La plupart des prêteurs exigent que la nouvelle durée fixe soit d’au moins trois ans ou, si ce chiffre est inférieur, de la durée restante de votre prêt initial. Par exemple, s’il vous reste quatre ans à courir sur un prêt hypothécaire à taux variable d’une durée de cinq ans, vous pouvez opter pour une durée fixe de quatre ou cinq ans, mais pas pour une durée de deux ans.

Processus de conversion étape par étape

  • Contactez votre prêteur : appelez votre conseiller en crédit immobilier ou rendez-vous dans une agence pour demander un devis de conversion. Renseignez-vous sur le taux fixe actuellement proposé pour la durée souhaitée.
  • Vérifiez le taux et les conditions : votre prêteur vous proposera son taux fixe affiché ou réduit, qui peut être supérieur aux taux annoncés pour les nouveaux emprunteurs. Vérifiez la durée du prêt, le montant des mensualités et toute modification concernant les conditions de remboursement anticipé.
  • Comparez avec les taux du marché : vérifiez si un refinancement auprès d'un autre prêteur vous permettrait d'obtenir un taux fixe plus bas. Si la différence est importante, demandez-vous si les frais de refinancement et les exigences en matière de test de résistance justifient les économies réalisées.
  • Signez le contrat de conversion : si vous décidez de poursuivre la procédure, votre prêteur vous enverra un contrat de conversion précisant le nouveau taux, la nouvelle durée et le nouveau calendrier de remboursement. Lisez-le attentivement avant de le signer.
  • Début des versements à taux fixe : votre nouveau taux fixe s'applique généralement à compter de votre prochaine date de paiement. Le montant de votre versement peut augmenter ou diminuer en fonction de la variation du taux.

Règles propres à chaque prêteur

Chaque prêteur applique des règles de conversion différentes. TD Canada Trust, par exemple, autorise la conversion d’un taux variable en taux fixe à tout moment, mais la nouvelle durée doit être d’au moins trois ans ou correspondre à la période restante, la durée la plus courte étant retenue. BMO propose la conversion sans frais, mais applique ses taux affichés en vigueur plutôt que des taux réduits.

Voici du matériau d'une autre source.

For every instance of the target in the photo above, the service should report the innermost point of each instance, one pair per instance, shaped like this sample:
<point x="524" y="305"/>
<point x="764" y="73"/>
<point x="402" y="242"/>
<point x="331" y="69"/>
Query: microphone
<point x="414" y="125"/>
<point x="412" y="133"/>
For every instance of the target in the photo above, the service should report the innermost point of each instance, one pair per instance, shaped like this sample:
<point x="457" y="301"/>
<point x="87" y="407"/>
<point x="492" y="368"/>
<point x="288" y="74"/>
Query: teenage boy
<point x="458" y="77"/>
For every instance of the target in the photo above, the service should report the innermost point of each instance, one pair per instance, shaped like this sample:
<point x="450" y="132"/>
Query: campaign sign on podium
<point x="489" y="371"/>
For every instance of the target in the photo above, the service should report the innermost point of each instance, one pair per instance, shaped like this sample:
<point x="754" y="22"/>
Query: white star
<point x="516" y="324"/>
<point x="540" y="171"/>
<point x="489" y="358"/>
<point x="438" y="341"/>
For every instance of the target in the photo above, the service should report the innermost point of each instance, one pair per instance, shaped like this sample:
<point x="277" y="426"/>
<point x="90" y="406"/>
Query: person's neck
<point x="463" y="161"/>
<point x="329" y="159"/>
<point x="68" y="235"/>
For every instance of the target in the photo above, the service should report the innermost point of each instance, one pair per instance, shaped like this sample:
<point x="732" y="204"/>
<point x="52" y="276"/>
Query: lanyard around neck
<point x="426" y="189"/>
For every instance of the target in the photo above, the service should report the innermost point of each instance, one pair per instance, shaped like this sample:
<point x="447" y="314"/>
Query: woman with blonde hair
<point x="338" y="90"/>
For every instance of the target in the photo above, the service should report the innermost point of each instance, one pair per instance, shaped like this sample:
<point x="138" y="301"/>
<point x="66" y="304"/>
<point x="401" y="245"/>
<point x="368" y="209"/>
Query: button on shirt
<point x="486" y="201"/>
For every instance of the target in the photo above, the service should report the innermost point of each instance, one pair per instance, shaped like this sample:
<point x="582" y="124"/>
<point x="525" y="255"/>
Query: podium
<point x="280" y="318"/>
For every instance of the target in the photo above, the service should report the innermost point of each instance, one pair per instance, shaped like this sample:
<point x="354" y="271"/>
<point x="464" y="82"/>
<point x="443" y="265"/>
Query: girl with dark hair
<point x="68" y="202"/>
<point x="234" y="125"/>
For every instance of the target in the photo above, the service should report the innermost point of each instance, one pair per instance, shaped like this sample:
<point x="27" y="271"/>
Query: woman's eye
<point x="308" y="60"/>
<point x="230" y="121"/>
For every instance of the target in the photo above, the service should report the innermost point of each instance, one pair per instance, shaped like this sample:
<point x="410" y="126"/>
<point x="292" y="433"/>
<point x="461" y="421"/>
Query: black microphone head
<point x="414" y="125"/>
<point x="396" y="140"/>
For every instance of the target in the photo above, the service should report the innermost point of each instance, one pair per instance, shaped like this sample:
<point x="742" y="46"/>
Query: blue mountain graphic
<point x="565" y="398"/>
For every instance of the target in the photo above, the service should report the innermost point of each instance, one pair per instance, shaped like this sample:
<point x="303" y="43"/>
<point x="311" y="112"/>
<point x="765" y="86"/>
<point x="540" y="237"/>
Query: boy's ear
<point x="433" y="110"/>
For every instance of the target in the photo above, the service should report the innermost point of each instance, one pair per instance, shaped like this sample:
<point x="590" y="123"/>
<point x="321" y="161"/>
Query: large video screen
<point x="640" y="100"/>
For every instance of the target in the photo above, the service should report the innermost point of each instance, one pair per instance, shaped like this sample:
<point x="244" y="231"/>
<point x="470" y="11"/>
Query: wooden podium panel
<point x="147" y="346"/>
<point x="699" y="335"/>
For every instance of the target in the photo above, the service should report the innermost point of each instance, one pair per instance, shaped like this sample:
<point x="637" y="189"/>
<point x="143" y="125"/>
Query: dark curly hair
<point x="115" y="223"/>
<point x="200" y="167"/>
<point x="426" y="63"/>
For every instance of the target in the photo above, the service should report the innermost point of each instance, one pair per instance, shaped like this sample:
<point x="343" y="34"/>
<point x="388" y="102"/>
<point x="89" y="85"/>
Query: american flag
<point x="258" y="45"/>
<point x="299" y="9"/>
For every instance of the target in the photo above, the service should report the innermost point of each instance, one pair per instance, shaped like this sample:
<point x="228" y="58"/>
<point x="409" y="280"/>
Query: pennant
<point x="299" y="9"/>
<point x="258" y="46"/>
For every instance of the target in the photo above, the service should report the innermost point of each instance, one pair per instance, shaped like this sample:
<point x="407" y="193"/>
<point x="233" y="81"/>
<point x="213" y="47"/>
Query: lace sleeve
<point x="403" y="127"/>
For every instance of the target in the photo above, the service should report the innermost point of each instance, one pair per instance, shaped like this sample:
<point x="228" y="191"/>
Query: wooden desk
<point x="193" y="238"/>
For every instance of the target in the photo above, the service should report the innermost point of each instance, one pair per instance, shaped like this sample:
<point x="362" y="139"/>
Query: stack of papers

Certains prêteurs limitent la conversion à des durées spécifiques ou exigent que vous optiez pour une durée égale ou supérieure à la durée restante de votre prêt. Avant de procéder à la conversion, vérifiez les conditions de votre prêteur ainsi que le taux exact qui vous sera appliqué. Les taux et les conditions peuvent varier d’un établissement financier à l’autre.

Coûts et éléments à prendre en compte

La plupart des prêteurs traitent les conversions de taux variable en taux fixe sans pénalité ni frais administratifs. Toutefois, le taux qui vous est proposé correspond généralement au taux fixe actuel affiché ou réduit par le prêteur, lequel peut être plus élevé que les taux proposés aux nouveaux emprunteurs ou ceux disponibles dans le cadre d’un refinancement.

Si vous optez plutôt pour un refinancement — c’est-à-dire si vous changez de prêteur pour bénéficier d’un taux fixe plus bas —, vous devrez faire face à des pénalités de remboursement anticipé, à des frais juridiques et, éventuellement, à des conditions d’éligibilité plus strictes. Les prêts hypothécaires à taux variable s’accompagnent généralement d’une pénalité correspondant à trois mois d’intérêts, ce qui est inférieur à la pénalité liée à la différence de taux d’intérêt (IRD) appliquée aux prêts hypothécaires à taux fixe.

Comparaison des pénalités

ScénarioPénalité variableAmende forfaitaire (IRD)
Solde de 500 000 $ à 4,00 %environ 5 000 $ (intérêts sur 3 mois)10 000 $ – 25 000 $ et plus (écart salarial)
Passage à un taux fixe (auprès du même prêteur)0 $N/A
Refinancement auprès d’un nouveau prêteurenviron 5 000 $ + frais de justice10 000 $ à 25 000 $ et plus + frais de justice

Modifications des modalités de paiement après la conversion

Lorsque vous passez d’un taux variable à un taux fixe, votre mensualité peut augmenter ou diminuer en fonction de la différence entre les deux taux. Si votre taux variable était de 3,35 % et que vous optez pour un taux fixe de 3,89 %, votre mensualité augmentera. Pour un prêt immobilier de 500 000 $ avec une durée restante de 25 ans, cela pourrait représenter un supplément de 150 à 200 $ par mois.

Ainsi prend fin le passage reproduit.